東洋経済オンライン / 2024年9月16日 11時0分

あまりに速度が高いと、事故が起きたときの人体や道路への影響が大きいことに加え、燃費が著しく悪化してCO2排出量が増えるためである。

ドイツとオーストリアの道路標識で、共通していることがひとつある。それは、次のインターチェンジ(IC)で降りるとどんな観光施設や遺跡があるかを示す、イラスト入りの大きめの標識だ。しかも、色は白と薄茶色の2色のみで、施設・遺跡名だけがシンプルに書かれている。
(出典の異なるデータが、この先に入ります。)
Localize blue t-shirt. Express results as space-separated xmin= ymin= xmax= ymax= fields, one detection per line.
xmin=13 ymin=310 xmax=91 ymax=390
とても地味で宣伝文句はいっさいないが、逆にそれが「どんな施設だろう?」と興味を掻き立ててくれる。ドイツもオーストリアも同じドイツ語文化圏ではあるが、標識の体裁までが統一されているのは意外な気がした。

普通の標識、例えばIC出口の行き先表示などは、両国で標記方法が多少違うだけに、観光情報の標識が統一されていることが、なおさら不思議であった。さらに、都市の中心部全体が世界遺産になっているような場合は、都市名と世界遺産であることだけが表示されているのも興味深い。

世界遺産「ハルシュタット」への道でトラブル

今回は、夏の観光シーズンにもかかわらず、ウィーン市内の高速道路を除けば渋滞にはほとんど遭遇しなかったが、一度だけまったくクルマが動かなくなる、ひどい渋滞に巻き込まれた。

そこで驚いたのは、地元のドライバーたちの行動である。交通情報などで情報を得て動く見込みがないことを知っているのか、クルマを降りてサンドウィッチを頬張るなど、思い思いに過ごし始めたのだ。そんな様子を見たら、こちらは逆に焦ってしまう。

「いつまで足止めされるのか……」と思って、スマホのグーグルマップを見ると、少し先のトンネル内で事故が起きたことを示している。「これはしばらく通行できないだろうな」と、半ばこの日の予定遂行を諦めかけたころ、クルマは動き出した。

ようやく通過できると安心したのだが、車列はトンネルの手前で細い1車線の坂道を上がっていく。トンネルを避ける迂回路があるのかと思ったが、前のクルマについていくと、出てきたのは反対車線のまったく同じところ。トンネル内は通れないから「来た道へ戻りなさい」ということだった。

いつまでも待たされるよりも合理的ではあるが、これにより50kmほど遠回りすることになり、渋滞で立ち往生していた時間も含めて、約2時間のロスだ。

しかし、周囲のクルマを見ても怒りをあらわにしている人はおらず、きわめて静かに迂回を受け入れていた。「大人の国」だからなのか、めずらしくないことだからなのか、少し不思議に思いながら世界遺産のハルシュタットへの道を急いだ。